Computational Overhead Comparison

We thank the reviewer for bringing up this point: While we have thoroughly discussed the computational cost of CoDA in our appendix A.3.(L629-654), it would be very helpful to additionally compare this cost with that of existing visual data augmentation baselines such as ARMADA, so practitioners may reference it when considering adoption. We plan to provide this information in the camera ready version via an additional figure.


Explanation of "Confusable Concept"

We are glad that the reviewer brings up this point, which we would like to clarify: While CoDA chooses a confusable concept for each target concept, this process is very general and simply based on model misrecognition.

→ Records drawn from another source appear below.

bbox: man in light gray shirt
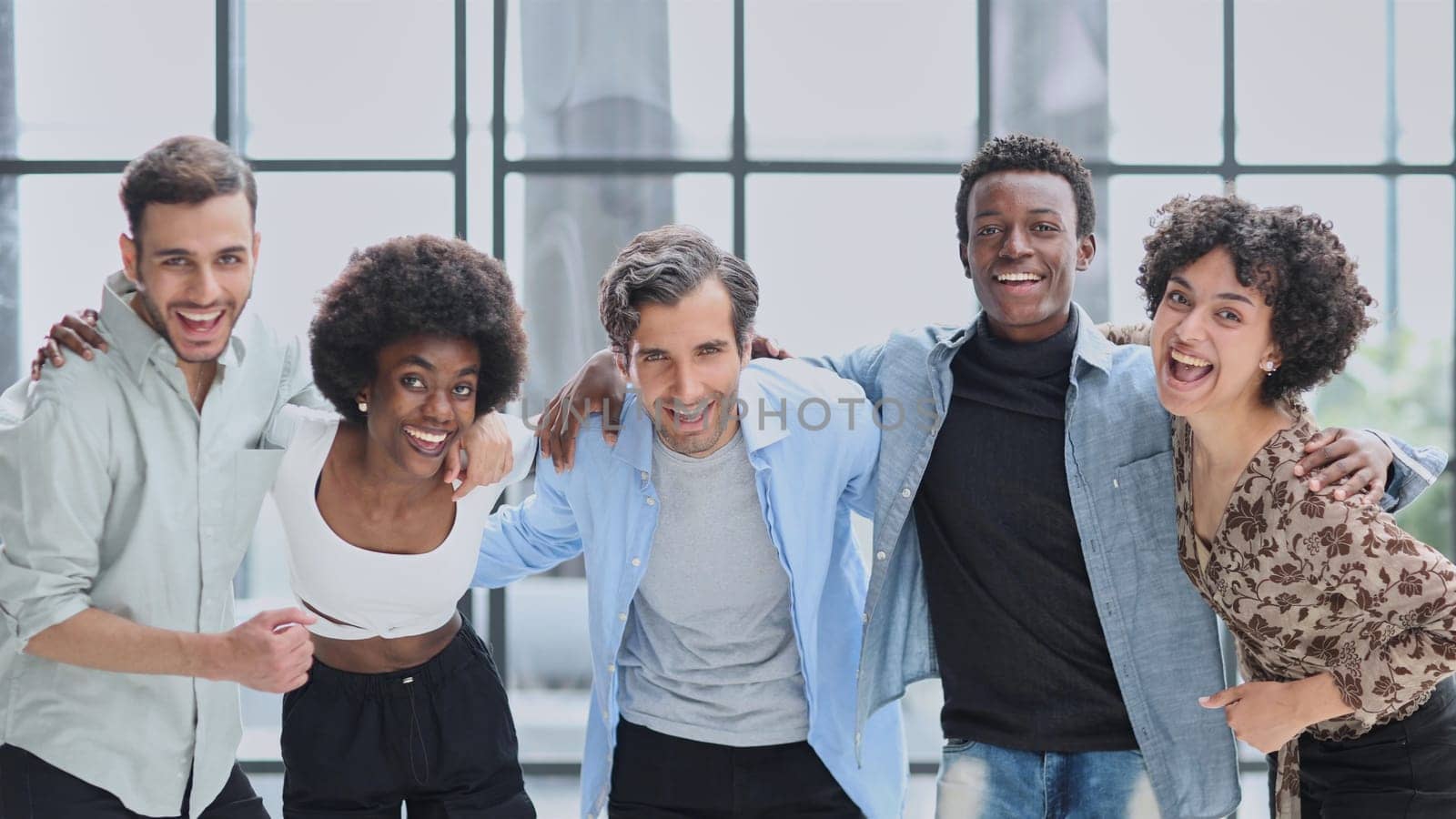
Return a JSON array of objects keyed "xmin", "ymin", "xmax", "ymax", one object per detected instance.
[
  {"xmin": 0, "ymin": 137, "xmax": 508, "ymax": 819},
  {"xmin": 617, "ymin": 431, "xmax": 810, "ymax": 748}
]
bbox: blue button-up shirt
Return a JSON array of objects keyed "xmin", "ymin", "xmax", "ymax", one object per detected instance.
[
  {"xmin": 475, "ymin": 361, "xmax": 907, "ymax": 819},
  {"xmin": 809, "ymin": 308, "xmax": 1446, "ymax": 817}
]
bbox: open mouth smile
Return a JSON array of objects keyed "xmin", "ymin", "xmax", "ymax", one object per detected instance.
[
  {"xmin": 1167, "ymin": 342, "xmax": 1213, "ymax": 388},
  {"xmin": 403, "ymin": 424, "xmax": 454, "ymax": 458},
  {"xmin": 172, "ymin": 308, "xmax": 228, "ymax": 341}
]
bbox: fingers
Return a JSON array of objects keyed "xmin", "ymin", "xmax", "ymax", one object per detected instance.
[
  {"xmin": 1294, "ymin": 427, "xmax": 1354, "ymax": 477},
  {"xmin": 51, "ymin": 323, "xmax": 96, "ymax": 361},
  {"xmin": 253, "ymin": 606, "xmax": 318, "ymax": 631},
  {"xmin": 1198, "ymin": 685, "xmax": 1243, "ymax": 708},
  {"xmin": 61, "ymin": 308, "xmax": 106, "ymax": 351},
  {"xmin": 536, "ymin": 392, "xmax": 561, "ymax": 458},
  {"xmin": 1335, "ymin": 466, "xmax": 1385, "ymax": 504},
  {"xmin": 444, "ymin": 446, "xmax": 464, "ymax": 483},
  {"xmin": 41, "ymin": 339, "xmax": 66, "ymax": 368}
]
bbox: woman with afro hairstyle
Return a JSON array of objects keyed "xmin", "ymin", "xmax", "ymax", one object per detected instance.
[
  {"xmin": 274, "ymin": 236, "xmax": 536, "ymax": 817},
  {"xmin": 1138, "ymin": 197, "xmax": 1456, "ymax": 819}
]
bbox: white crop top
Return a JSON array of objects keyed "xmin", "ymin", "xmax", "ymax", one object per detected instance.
[{"xmin": 272, "ymin": 407, "xmax": 536, "ymax": 640}]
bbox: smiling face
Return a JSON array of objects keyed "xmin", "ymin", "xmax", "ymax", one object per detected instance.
[
  {"xmin": 1153, "ymin": 248, "xmax": 1279, "ymax": 417},
  {"xmin": 961, "ymin": 170, "xmax": 1097, "ymax": 342},
  {"xmin": 121, "ymin": 192, "xmax": 259, "ymax": 363},
  {"xmin": 619, "ymin": 278, "xmax": 748, "ymax": 458},
  {"xmin": 359, "ymin": 335, "xmax": 480, "ymax": 478}
]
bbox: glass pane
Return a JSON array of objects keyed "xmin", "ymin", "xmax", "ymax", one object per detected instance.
[
  {"xmin": 243, "ymin": 0, "xmax": 454, "ymax": 159},
  {"xmin": 16, "ymin": 174, "xmax": 126, "ymax": 371},
  {"xmin": 1395, "ymin": 0, "xmax": 1456, "ymax": 163},
  {"xmin": 1239, "ymin": 177, "xmax": 1456, "ymax": 554},
  {"xmin": 464, "ymin": 0, "xmax": 495, "ymax": 250},
  {"xmin": 747, "ymin": 174, "xmax": 976, "ymax": 356},
  {"xmin": 990, "ymin": 0, "xmax": 1109, "ymax": 160},
  {"xmin": 1233, "ymin": 0, "xmax": 1380, "ymax": 163},
  {"xmin": 1097, "ymin": 174, "xmax": 1223, "ymax": 324},
  {"xmin": 12, "ymin": 0, "xmax": 216, "ymax": 158},
  {"xmin": 744, "ymin": 0, "xmax": 977, "ymax": 160},
  {"xmin": 1107, "ymin": 0, "xmax": 1223, "ymax": 163},
  {"xmin": 250, "ymin": 172, "xmax": 454, "ymax": 335},
  {"xmin": 505, "ymin": 0, "xmax": 733, "ymax": 159},
  {"xmin": 505, "ymin": 174, "xmax": 733, "ymax": 415}
]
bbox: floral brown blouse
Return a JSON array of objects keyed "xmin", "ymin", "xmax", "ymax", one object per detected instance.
[{"xmin": 1172, "ymin": 407, "xmax": 1456, "ymax": 819}]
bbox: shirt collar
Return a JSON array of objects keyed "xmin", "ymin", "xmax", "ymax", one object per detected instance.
[
  {"xmin": 612, "ymin": 363, "xmax": 794, "ymax": 472},
  {"xmin": 100, "ymin": 269, "xmax": 246, "ymax": 383},
  {"xmin": 932, "ymin": 301, "xmax": 1117, "ymax": 373}
]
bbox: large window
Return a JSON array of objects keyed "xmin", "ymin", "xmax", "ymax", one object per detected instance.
[{"xmin": 0, "ymin": 0, "xmax": 1456, "ymax": 814}]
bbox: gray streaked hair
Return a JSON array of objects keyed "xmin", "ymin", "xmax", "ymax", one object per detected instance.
[{"xmin": 597, "ymin": 225, "xmax": 759, "ymax": 354}]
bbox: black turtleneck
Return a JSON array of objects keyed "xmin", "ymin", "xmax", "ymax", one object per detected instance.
[{"xmin": 915, "ymin": 310, "xmax": 1138, "ymax": 753}]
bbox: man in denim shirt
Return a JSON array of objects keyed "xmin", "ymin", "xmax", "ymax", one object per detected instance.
[
  {"xmin": 817, "ymin": 136, "xmax": 1444, "ymax": 819},
  {"xmin": 543, "ymin": 137, "xmax": 1444, "ymax": 819},
  {"xmin": 475, "ymin": 226, "xmax": 905, "ymax": 819}
]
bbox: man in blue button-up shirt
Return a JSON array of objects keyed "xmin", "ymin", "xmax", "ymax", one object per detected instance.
[
  {"xmin": 543, "ymin": 137, "xmax": 1444, "ymax": 819},
  {"xmin": 815, "ymin": 136, "xmax": 1444, "ymax": 819},
  {"xmin": 475, "ymin": 228, "xmax": 905, "ymax": 817}
]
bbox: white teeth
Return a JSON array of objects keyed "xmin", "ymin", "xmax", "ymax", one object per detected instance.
[
  {"xmin": 1170, "ymin": 349, "xmax": 1213, "ymax": 368},
  {"xmin": 405, "ymin": 427, "xmax": 447, "ymax": 443}
]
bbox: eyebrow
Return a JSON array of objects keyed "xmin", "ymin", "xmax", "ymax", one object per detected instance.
[
  {"xmin": 636, "ymin": 339, "xmax": 728, "ymax": 356},
  {"xmin": 151, "ymin": 245, "xmax": 248, "ymax": 257},
  {"xmin": 976, "ymin": 207, "xmax": 1061, "ymax": 218},
  {"xmin": 1169, "ymin": 276, "xmax": 1255, "ymax": 308},
  {"xmin": 399, "ymin": 356, "xmax": 480, "ymax": 378}
]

For example, when LMMs are tasked to classify a novel concept it has no previous knowledge of, the VLM will simply hallucinate and provide the closest confusable concept. CoDA then teaches the VLM the target concept by illustrating the visual differences between the target concept and its corresponding confusable concept. This effectively reduces the difficult and costly task of learning this novel concept from scratch to the much simpler task of learning the difference between the target concept and its confusable concept.

The effective learning cost reduction will depend on the level of similarity between the target concept and its closest confusable concept. However, we believe that as VLMs become more knowledgeable, they will also become better at finding higher quality similar confusable concepts, and thus dramatically reducing the cost of learning to recognize novel concepts.

最终决定

Reviewers agree this paper addresses a practical and timely challenge in LMMs through a novel contrastive data augmentation framework, CoDA. Reviewers agree that the method is well-motivated, well-executed, and broadly applicable. The authors provide strong empirical evidence across diverse datasets and models, including a valuable new benchmark (NovelSpecies). Rebuttals are detailed and constructive, with thoughtful clarifications and additional experiments addressing reviewers’ concerns, including naive baselines and TTA. While some limitations in scope and compute claims exist, they are revised in the response. Overall, the work is a solid extension of data-efficient adaptation for multimodal models.